Hello, world. I’m MacDara Conroy, and this is my blog.


My Letterboxd reviews of The Strange Colour of Your Body’s Tears, Circle, Housebound and Curse of Chucky

The Strange Colour of Your Body’s Tears:

The Strange Colour of Your Body’s Tears is the very definition of style over substance. This giallo en français certainly looks the part as it descends into madness both figurative and literal, hitting cues similar to the far superior Berberian Sound Studio (that film’s director Peter Strickland is listed in the credits for audio contributions) with its repeated motifs of mirrors, eyes, lenses, knife blades, bared flesh and the like. But the sonic shenanigans and visual trickery grow tiresome before long with so little behind the bluster to discover, or want to discover.
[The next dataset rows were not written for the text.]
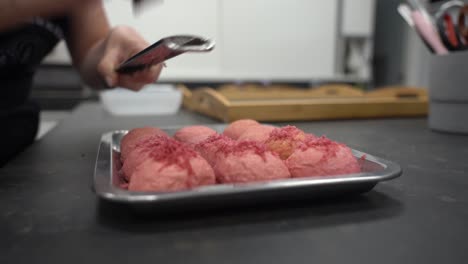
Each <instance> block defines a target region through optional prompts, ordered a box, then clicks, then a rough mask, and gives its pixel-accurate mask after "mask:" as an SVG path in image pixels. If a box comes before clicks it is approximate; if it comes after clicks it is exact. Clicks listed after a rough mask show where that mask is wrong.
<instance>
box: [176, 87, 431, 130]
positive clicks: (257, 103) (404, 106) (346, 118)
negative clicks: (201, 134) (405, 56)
mask: <svg viewBox="0 0 468 264" xmlns="http://www.w3.org/2000/svg"><path fill="white" fill-rule="evenodd" d="M180 89H181V90H182V91H183V94H184V99H183V104H184V106H185V107H186V108H187V109H190V110H192V111H196V112H199V113H202V114H205V115H208V116H210V117H213V118H216V119H219V120H222V121H224V122H232V121H235V120H239V119H244V118H251V119H255V120H258V121H270V122H272V121H301V120H327V119H358V118H383V117H413V116H425V115H427V111H428V96H427V91H426V90H425V89H422V88H416V87H400V86H392V87H385V88H381V89H377V90H374V91H371V92H366V93H365V92H362V91H361V90H359V89H357V88H354V87H353V86H349V85H325V86H321V87H318V88H297V87H292V86H279V85H276V86H270V87H265V86H257V85H244V86H234V85H226V86H221V87H219V88H218V89H213V88H210V87H202V88H199V89H195V90H194V91H191V90H189V89H187V88H186V87H184V86H180Z"/></svg>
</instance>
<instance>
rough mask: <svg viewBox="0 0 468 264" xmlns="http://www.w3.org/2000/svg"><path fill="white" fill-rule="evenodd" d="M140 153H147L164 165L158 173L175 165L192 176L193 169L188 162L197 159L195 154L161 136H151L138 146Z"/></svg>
mask: <svg viewBox="0 0 468 264" xmlns="http://www.w3.org/2000/svg"><path fill="white" fill-rule="evenodd" d="M138 148H140V149H141V151H144V152H148V153H149V156H150V158H152V159H153V160H154V161H159V162H162V163H163V164H164V166H162V167H161V169H160V171H161V170H162V169H164V168H165V167H167V166H170V165H177V166H179V167H180V168H181V169H186V170H187V171H188V173H189V175H192V174H193V173H194V172H193V168H192V165H190V160H191V159H192V158H195V157H197V155H198V154H197V153H196V152H195V151H194V150H192V149H191V148H189V147H188V146H187V145H184V144H183V143H181V142H178V141H176V140H174V139H172V138H168V137H162V136H152V137H150V138H148V139H146V140H144V141H142V142H140V143H139V144H138Z"/></svg>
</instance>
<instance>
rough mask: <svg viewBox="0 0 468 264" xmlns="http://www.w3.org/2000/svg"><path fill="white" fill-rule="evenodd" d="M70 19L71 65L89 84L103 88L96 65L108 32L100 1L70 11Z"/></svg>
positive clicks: (101, 50) (104, 16)
mask: <svg viewBox="0 0 468 264" xmlns="http://www.w3.org/2000/svg"><path fill="white" fill-rule="evenodd" d="M69 19H70V25H69V26H70V28H69V35H68V36H67V44H68V48H69V50H70V54H71V56H72V59H73V64H74V65H75V67H76V68H77V69H78V70H79V72H80V75H81V77H82V79H83V80H84V81H85V82H86V83H87V84H88V85H90V86H92V87H102V86H103V84H104V80H103V79H102V77H101V76H100V75H99V74H98V72H97V69H96V64H97V63H98V61H99V60H100V59H101V57H102V54H103V53H104V49H105V45H104V44H105V43H104V41H105V38H106V36H107V35H108V33H109V30H110V26H109V23H108V21H107V17H106V14H105V12H104V8H103V5H102V2H101V1H94V2H89V3H87V4H83V5H81V6H80V7H78V8H76V9H75V10H73V12H71V14H70V15H69Z"/></svg>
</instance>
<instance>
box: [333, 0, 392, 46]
mask: <svg viewBox="0 0 468 264" xmlns="http://www.w3.org/2000/svg"><path fill="white" fill-rule="evenodd" d="M375 4H376V3H375V0H344V1H343V19H342V21H341V22H342V26H341V29H342V34H343V35H345V36H350V37H369V36H371V35H373V32H374V13H375ZM389 12H396V10H389Z"/></svg>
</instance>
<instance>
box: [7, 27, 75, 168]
mask: <svg viewBox="0 0 468 264" xmlns="http://www.w3.org/2000/svg"><path fill="white" fill-rule="evenodd" d="M66 33H67V20H66V19H65V18H60V19H41V18H35V19H33V20H32V21H31V22H29V23H26V24H23V25H21V26H18V27H16V28H14V29H11V30H9V31H5V32H0V142H1V143H0V167H1V166H3V165H4V164H5V163H6V162H7V161H8V160H9V159H11V158H12V157H14V156H15V155H16V154H18V153H19V152H21V151H22V150H24V149H25V148H26V147H27V146H29V145H30V144H32V143H33V142H34V139H35V137H36V133H37V130H38V125H39V107H38V105H37V104H36V103H35V102H32V101H30V100H29V94H30V90H31V85H32V80H33V75H34V72H35V70H36V68H37V66H38V65H39V64H40V63H41V61H42V59H43V58H44V57H45V56H46V55H47V54H48V53H49V52H50V51H51V50H52V49H53V48H54V47H55V45H56V44H57V43H58V41H59V40H60V39H61V38H63V35H64V34H66Z"/></svg>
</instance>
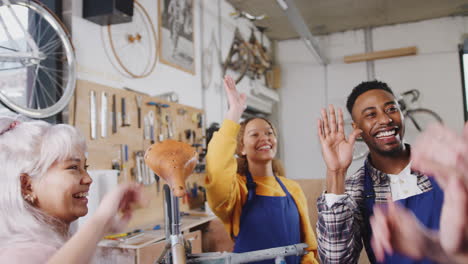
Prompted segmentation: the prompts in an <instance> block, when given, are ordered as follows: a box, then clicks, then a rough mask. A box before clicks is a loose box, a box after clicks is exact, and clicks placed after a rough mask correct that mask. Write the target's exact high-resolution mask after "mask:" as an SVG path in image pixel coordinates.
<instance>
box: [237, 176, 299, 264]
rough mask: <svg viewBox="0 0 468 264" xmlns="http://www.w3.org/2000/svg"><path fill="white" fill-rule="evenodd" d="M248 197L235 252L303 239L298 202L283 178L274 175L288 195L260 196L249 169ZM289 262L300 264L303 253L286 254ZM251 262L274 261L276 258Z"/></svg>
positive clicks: (248, 251)
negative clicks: (286, 184) (249, 171)
mask: <svg viewBox="0 0 468 264" xmlns="http://www.w3.org/2000/svg"><path fill="white" fill-rule="evenodd" d="M246 177H247V189H248V196H247V201H246V203H245V204H244V206H243V207H242V214H241V218H240V227H239V234H238V235H237V236H236V237H235V245H234V252H236V253H242V252H249V251H253V250H261V249H267V248H272V247H282V246H289V245H292V244H297V243H301V233H300V219H299V212H298V210H297V206H296V203H295V201H294V199H293V198H292V196H291V194H290V193H289V192H288V190H287V189H286V187H285V186H284V184H283V183H282V182H281V180H280V179H279V178H278V177H276V176H274V177H275V179H276V181H277V182H278V183H279V184H280V186H281V188H282V189H283V191H284V193H285V194H286V196H279V197H278V196H261V195H257V194H256V193H255V188H256V184H255V182H254V181H253V178H252V175H251V174H250V172H248V173H247V175H246ZM285 260H286V263H288V264H297V263H300V261H301V256H288V257H285ZM252 263H261V264H273V263H275V260H274V259H271V260H264V261H258V262H252Z"/></svg>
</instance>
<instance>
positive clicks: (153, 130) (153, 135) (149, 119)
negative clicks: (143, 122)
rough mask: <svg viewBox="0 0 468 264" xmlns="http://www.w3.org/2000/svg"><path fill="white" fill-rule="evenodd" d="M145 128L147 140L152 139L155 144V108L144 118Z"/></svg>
mask: <svg viewBox="0 0 468 264" xmlns="http://www.w3.org/2000/svg"><path fill="white" fill-rule="evenodd" d="M144 119H145V120H144V122H145V128H144V134H145V135H144V136H145V139H146V140H148V139H149V140H151V144H154V112H153V110H151V111H149V112H148V113H147V114H146V115H145V118H144Z"/></svg>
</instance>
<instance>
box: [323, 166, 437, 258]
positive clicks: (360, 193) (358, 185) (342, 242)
mask: <svg viewBox="0 0 468 264" xmlns="http://www.w3.org/2000/svg"><path fill="white" fill-rule="evenodd" d="M366 166H367V168H368V171H369V173H370V176H371V178H372V182H373V185H374V192H375V203H385V202H386V200H387V197H388V196H389V195H391V191H390V179H389V177H388V175H387V174H386V173H383V172H381V171H379V170H377V169H376V168H374V167H373V166H372V165H371V164H370V162H369V160H368V159H367V160H366V161H365V163H364V166H362V167H361V168H360V169H359V170H358V171H357V172H356V173H354V174H353V175H352V176H351V177H348V178H347V179H346V181H345V188H346V198H344V199H341V200H339V201H337V202H336V203H335V204H333V206H332V207H331V208H328V206H327V203H326V201H325V195H324V194H322V195H321V196H320V197H319V198H318V199H317V207H318V221H317V241H318V253H319V256H320V260H321V263H340V264H341V263H346V264H352V263H357V262H358V260H359V256H360V253H361V250H362V247H363V241H362V237H363V235H365V234H366V233H367V232H369V230H365V229H366V228H364V221H363V209H364V194H363V192H364V171H365V167H366ZM411 174H413V175H416V176H417V184H418V187H419V188H420V189H421V191H422V192H427V191H429V190H431V189H432V184H431V182H430V181H429V178H428V177H427V176H425V175H422V174H418V173H417V172H411Z"/></svg>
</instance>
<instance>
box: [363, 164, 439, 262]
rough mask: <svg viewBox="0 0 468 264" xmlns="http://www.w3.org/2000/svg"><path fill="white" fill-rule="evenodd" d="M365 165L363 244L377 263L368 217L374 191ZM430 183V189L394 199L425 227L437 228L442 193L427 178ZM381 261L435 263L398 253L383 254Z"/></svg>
mask: <svg viewBox="0 0 468 264" xmlns="http://www.w3.org/2000/svg"><path fill="white" fill-rule="evenodd" d="M364 166H365V173H364V211H363V217H364V225H365V229H366V230H367V231H368V232H364V235H363V239H364V246H365V248H366V251H367V256H368V257H369V260H370V262H371V263H377V261H376V260H375V255H374V252H373V250H372V247H371V246H370V240H371V237H372V229H371V227H370V223H369V219H370V217H371V216H372V215H373V211H374V210H373V209H374V204H375V192H374V185H373V184H372V178H371V176H370V172H369V169H368V168H367V165H364ZM429 180H430V181H431V184H432V189H431V190H430V191H427V192H424V193H421V194H418V195H414V196H411V197H408V198H406V199H401V200H398V201H396V202H397V203H398V204H400V205H401V206H402V207H405V208H407V209H408V210H410V211H412V212H413V213H414V215H415V216H416V217H417V218H418V220H419V221H420V222H421V223H422V224H423V225H424V226H425V227H427V228H430V229H433V230H438V229H439V222H440V213H441V212H442V204H443V202H444V193H443V191H442V190H441V189H440V187H439V185H437V183H436V182H435V180H433V179H432V178H429ZM383 263H386V264H387V263H392V264H396V263H398V264H416V263H417V264H432V263H436V262H433V261H430V260H428V259H423V260H418V261H416V260H412V259H410V258H408V257H405V256H403V255H401V254H398V253H393V255H391V256H389V255H387V254H386V255H385V260H384V262H383Z"/></svg>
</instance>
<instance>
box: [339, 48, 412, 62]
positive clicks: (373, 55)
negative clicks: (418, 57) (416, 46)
mask: <svg viewBox="0 0 468 264" xmlns="http://www.w3.org/2000/svg"><path fill="white" fill-rule="evenodd" d="M417 53H418V48H417V47H416V46H411V47H405V48H399V49H390V50H381V51H375V52H367V53H360V54H354V55H350V56H345V57H344V62H345V63H353V62H361V61H371V60H380V59H387V58H395V57H401V56H410V55H416V54H417Z"/></svg>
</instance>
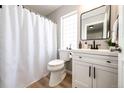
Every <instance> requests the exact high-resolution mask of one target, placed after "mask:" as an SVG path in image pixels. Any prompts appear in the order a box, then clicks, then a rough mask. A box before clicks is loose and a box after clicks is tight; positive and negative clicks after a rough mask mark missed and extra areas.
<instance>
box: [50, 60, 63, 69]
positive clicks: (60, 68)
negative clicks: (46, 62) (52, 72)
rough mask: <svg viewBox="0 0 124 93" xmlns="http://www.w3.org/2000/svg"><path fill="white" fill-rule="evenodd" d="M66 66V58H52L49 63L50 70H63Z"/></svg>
mask: <svg viewBox="0 0 124 93" xmlns="http://www.w3.org/2000/svg"><path fill="white" fill-rule="evenodd" d="M63 68H64V60H59V59H56V60H52V61H50V62H49V63H48V70H49V71H56V70H61V69H63Z"/></svg>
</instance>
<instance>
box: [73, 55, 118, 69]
mask: <svg viewBox="0 0 124 93" xmlns="http://www.w3.org/2000/svg"><path fill="white" fill-rule="evenodd" d="M72 59H73V60H77V61H81V62H87V63H93V64H98V65H103V66H108V67H112V68H117V67H118V57H116V56H104V55H93V54H92V55H91V54H81V53H79V54H78V53H75V54H73V55H72Z"/></svg>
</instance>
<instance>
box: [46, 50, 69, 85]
mask: <svg viewBox="0 0 124 93" xmlns="http://www.w3.org/2000/svg"><path fill="white" fill-rule="evenodd" d="M59 56H60V59H55V60H52V61H50V62H49V63H48V70H49V71H50V80H49V86H50V87H55V86H57V85H58V84H59V83H61V82H62V81H63V79H64V78H65V76H66V73H65V67H64V63H65V62H67V61H70V51H69V50H59Z"/></svg>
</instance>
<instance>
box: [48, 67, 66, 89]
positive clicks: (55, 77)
mask: <svg viewBox="0 0 124 93" xmlns="http://www.w3.org/2000/svg"><path fill="white" fill-rule="evenodd" d="M65 76H66V73H65V69H64V68H63V69H61V70H59V71H53V72H51V74H50V81H49V86H50V87H55V86H57V85H58V84H59V83H61V82H62V81H63V80H64V78H65Z"/></svg>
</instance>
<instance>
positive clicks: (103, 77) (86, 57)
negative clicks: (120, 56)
mask: <svg viewBox="0 0 124 93" xmlns="http://www.w3.org/2000/svg"><path fill="white" fill-rule="evenodd" d="M97 52H99V51H97ZM117 60H118V57H117V53H109V52H108V51H106V52H105V53H103V52H99V53H95V51H93V52H87V51H86V52H85V51H77V50H75V51H72V65H73V67H72V73H73V74H72V86H73V87H75V88H76V87H77V88H113V87H118V61H117Z"/></svg>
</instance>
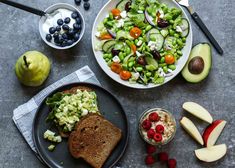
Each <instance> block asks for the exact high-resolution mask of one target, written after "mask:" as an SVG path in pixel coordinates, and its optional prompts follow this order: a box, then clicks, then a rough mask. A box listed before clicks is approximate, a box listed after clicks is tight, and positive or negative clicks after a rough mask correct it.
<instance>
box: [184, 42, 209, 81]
mask: <svg viewBox="0 0 235 168" xmlns="http://www.w3.org/2000/svg"><path fill="white" fill-rule="evenodd" d="M211 66H212V56H211V47H210V45H209V44H208V43H199V44H197V45H195V46H194V47H193V49H192V51H191V53H190V56H189V59H188V61H187V63H186V65H185V66H184V68H183V70H182V72H181V74H182V76H183V77H184V78H185V80H186V81H188V82H191V83H198V82H200V81H202V80H203V79H205V78H206V77H207V76H208V74H209V72H210V69H211Z"/></svg>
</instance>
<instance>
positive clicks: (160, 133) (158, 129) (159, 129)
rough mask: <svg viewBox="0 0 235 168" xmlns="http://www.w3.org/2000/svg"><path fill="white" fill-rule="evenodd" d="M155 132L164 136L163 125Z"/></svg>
mask: <svg viewBox="0 0 235 168" xmlns="http://www.w3.org/2000/svg"><path fill="white" fill-rule="evenodd" d="M155 130H156V132H157V133H160V134H162V133H163V132H164V127H163V125H160V124H159V125H157V126H156V128H155Z"/></svg>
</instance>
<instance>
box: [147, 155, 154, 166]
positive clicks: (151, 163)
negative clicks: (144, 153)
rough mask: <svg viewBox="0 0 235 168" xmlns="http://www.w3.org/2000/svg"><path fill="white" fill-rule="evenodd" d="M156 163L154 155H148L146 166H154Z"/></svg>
mask: <svg viewBox="0 0 235 168" xmlns="http://www.w3.org/2000/svg"><path fill="white" fill-rule="evenodd" d="M154 162H155V159H154V157H153V156H152V155H147V156H146V158H145V164H146V165H152V164H154Z"/></svg>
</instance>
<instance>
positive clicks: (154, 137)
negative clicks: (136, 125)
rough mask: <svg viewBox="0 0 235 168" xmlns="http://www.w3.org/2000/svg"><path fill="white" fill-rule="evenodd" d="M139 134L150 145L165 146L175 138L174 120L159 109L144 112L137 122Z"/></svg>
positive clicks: (174, 128)
mask: <svg viewBox="0 0 235 168" xmlns="http://www.w3.org/2000/svg"><path fill="white" fill-rule="evenodd" d="M139 133H140V135H141V137H142V138H143V139H144V140H145V141H146V142H147V143H149V144H151V145H165V144H167V143H169V142H170V141H171V140H172V139H173V138H174V136H175V133H176V121H175V118H174V116H173V115H172V114H171V113H170V112H168V111H167V110H164V109H161V108H153V109H150V110H146V111H145V112H144V113H143V114H142V115H141V117H140V120H139Z"/></svg>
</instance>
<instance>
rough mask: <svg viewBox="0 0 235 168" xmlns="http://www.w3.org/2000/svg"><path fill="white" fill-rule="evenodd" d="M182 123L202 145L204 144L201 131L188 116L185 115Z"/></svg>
mask: <svg viewBox="0 0 235 168" xmlns="http://www.w3.org/2000/svg"><path fill="white" fill-rule="evenodd" d="M180 124H181V125H182V127H183V128H184V129H185V130H186V131H187V132H188V133H189V134H190V135H191V136H192V137H193V138H194V139H195V140H196V141H197V142H198V143H200V144H201V145H203V144H204V142H203V139H202V136H201V134H200V132H199V131H198V129H197V127H196V126H195V125H194V124H193V122H192V121H191V120H190V119H188V118H187V117H183V118H182V119H181V120H180Z"/></svg>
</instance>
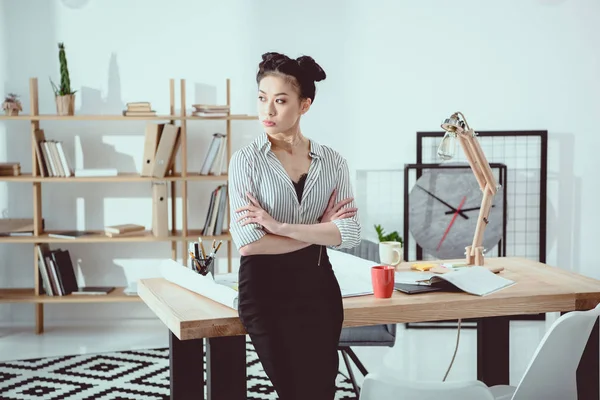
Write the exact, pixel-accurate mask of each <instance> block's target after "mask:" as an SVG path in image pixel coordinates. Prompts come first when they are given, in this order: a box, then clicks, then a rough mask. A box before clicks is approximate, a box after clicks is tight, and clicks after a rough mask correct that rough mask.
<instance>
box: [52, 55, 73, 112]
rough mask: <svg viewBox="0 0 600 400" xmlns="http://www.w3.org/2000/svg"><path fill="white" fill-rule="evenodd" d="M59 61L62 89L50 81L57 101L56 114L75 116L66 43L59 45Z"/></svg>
mask: <svg viewBox="0 0 600 400" xmlns="http://www.w3.org/2000/svg"><path fill="white" fill-rule="evenodd" d="M58 60H59V62H60V87H57V86H56V85H55V84H54V82H52V79H50V83H51V84H52V88H53V90H54V96H55V99H56V112H57V113H58V115H73V114H75V91H73V90H71V79H70V78H69V68H68V66H67V56H66V53H65V45H64V43H59V44H58Z"/></svg>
The result is little more than a showreel, albeit an admittedly impressive one, that’s desperately in search of a mystery.

Circle:

‘Cube crossed with Saw as a game show’ was the elevator pitch for this one, wasn’t it? In any case, Circle – which pits a room full of randoms against each other as an alien laser executes them one by one – has none of that film’s power of economy, instead being far too enamoured with its blunt first-year moral philosophy satire at the expense of real human behaviour and motivation. Even when hot-button issues like racial prejudice come into the picture, the writers either miss or tip-toe around the blindingly obvious. The sad thing is a film like this, as unoriginal as the premise might be, could work if some more thought were put into it.

Housebound:

What a treat this is: a Kiwi horror comedy in the spirt of Peter Jackson with an original story that’s properly scary and funny in all the right places. To say any more would be to spoil the fun.

Curse of Chucky:

Touted as a back-to-basics reset of the increasingly comical Child’s Play franchise, I can’t get over the bang of straight-to-video, TV movie cheapness from this production. And that’s despite the studio backing, the return of creator/director Don Mancini, and a closing credits list that proves it was no mere weekend-warrior enterprise. Still, it has its moments, and manages to maintain a darker tone than its immediate predecessors (at least until the end, when the compulsion to twist on the audience gets the better of it).